El maître al que aludo, que sabe escuchar tan bien como conversar, no tuvo el menor empacho en decirme que se me olvidaba destacar otra cualidad del vino. La que hace posible que las personas sean mejores. Y comenzó a enumerar: el vino convierte en espléndido a los avaros; hace que los tímidos se sientan a gusto; convierte a los egoístas en generosos; los malos parecen buenos, y hasta los hay que con cuatro copas dan muestra de una generosidad que jamás se les habría ocurrido estando sobrios. Y finalizó diciendo que podría seguir haciéndole el artículo al vino.

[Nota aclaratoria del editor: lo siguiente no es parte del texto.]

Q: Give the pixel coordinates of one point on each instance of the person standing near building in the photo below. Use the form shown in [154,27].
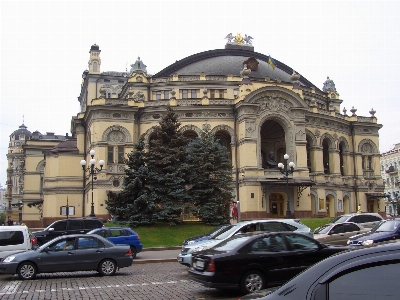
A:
[234,213]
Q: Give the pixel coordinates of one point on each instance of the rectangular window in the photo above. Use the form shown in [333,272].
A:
[11,238]
[189,94]
[71,210]
[217,94]
[321,204]
[110,154]
[166,95]
[120,155]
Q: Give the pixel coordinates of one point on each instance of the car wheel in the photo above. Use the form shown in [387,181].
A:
[252,281]
[26,271]
[107,267]
[134,252]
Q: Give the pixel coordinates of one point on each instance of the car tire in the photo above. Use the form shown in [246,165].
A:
[134,252]
[107,267]
[26,271]
[252,281]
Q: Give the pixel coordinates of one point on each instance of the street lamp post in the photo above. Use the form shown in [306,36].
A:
[283,168]
[92,171]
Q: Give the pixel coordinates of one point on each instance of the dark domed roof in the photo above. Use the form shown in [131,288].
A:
[94,47]
[67,146]
[230,61]
[21,131]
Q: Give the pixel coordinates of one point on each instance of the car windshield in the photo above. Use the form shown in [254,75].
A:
[339,219]
[230,243]
[389,225]
[216,231]
[226,232]
[323,229]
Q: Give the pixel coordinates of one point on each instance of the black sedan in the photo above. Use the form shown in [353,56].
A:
[254,261]
[79,252]
[385,231]
[368,273]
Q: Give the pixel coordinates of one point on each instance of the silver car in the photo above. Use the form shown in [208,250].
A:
[338,233]
[277,225]
[69,253]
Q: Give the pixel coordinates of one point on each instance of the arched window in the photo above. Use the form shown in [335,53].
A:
[325,156]
[273,140]
[341,161]
[308,154]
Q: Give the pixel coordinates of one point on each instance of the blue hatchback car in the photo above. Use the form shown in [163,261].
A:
[386,230]
[121,235]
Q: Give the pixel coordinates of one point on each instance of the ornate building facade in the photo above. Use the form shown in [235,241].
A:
[390,169]
[259,108]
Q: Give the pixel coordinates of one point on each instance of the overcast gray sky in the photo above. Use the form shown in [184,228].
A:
[45,49]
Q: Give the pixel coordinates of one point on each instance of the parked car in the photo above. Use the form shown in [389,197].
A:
[15,239]
[368,273]
[205,236]
[121,235]
[185,257]
[385,231]
[251,262]
[367,220]
[67,226]
[338,233]
[88,252]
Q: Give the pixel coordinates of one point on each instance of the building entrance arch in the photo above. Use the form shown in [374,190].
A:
[276,205]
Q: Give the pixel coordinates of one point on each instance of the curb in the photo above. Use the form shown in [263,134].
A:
[149,261]
[162,248]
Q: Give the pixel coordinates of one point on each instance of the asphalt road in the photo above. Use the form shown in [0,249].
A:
[154,275]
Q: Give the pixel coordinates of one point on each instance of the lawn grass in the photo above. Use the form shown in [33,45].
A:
[164,235]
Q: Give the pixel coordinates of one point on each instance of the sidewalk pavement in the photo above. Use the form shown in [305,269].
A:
[157,254]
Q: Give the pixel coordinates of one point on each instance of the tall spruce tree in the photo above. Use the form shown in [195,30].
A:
[210,178]
[133,204]
[167,169]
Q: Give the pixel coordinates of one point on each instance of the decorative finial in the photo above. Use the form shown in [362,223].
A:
[372,112]
[294,76]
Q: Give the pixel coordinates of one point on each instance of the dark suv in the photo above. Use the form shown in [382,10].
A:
[67,226]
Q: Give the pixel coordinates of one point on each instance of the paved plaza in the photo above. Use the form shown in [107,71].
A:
[153,276]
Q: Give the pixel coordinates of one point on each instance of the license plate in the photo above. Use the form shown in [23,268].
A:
[199,263]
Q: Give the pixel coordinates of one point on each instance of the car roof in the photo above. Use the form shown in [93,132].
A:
[329,224]
[346,259]
[113,227]
[265,220]
[355,214]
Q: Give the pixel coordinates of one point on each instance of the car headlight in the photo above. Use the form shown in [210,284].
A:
[367,242]
[199,248]
[9,258]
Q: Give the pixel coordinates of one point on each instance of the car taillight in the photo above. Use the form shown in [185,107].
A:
[211,266]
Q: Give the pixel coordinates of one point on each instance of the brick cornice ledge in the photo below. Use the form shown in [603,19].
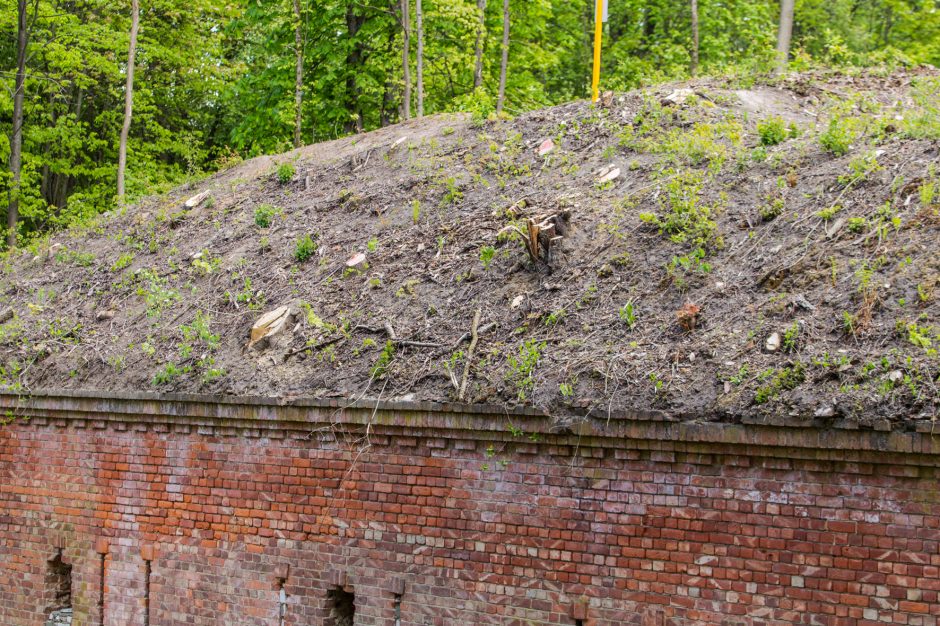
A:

Es entonces, cuando se me vino a la memoria lo que decía Pla, escritor catalán: Bien mirado, quizá hay sólo otra fuerza capaz de producir los mismos efectos que se le atribuyen al alcohol: es el ejercicio de la vanidad personal. El hombre –o la mujer- que no puede satisfacer su misterioso deseo de vanidad, se vuelve triste, duro, malvado, resentido. Y esto en cualquier grado de la vanidad que pueda producirse. El hombre –o la mujer- que ve satisfecha su ansia de vanidad se esponja, se le licua el siempre durísimo cristal de resentimiento potencial que llevamos dentro y es capaz de sentir ternura. Lo que no dijo Pla es que beber vino malo causa efectos contrarios. Y, naturalmente, nada buenos.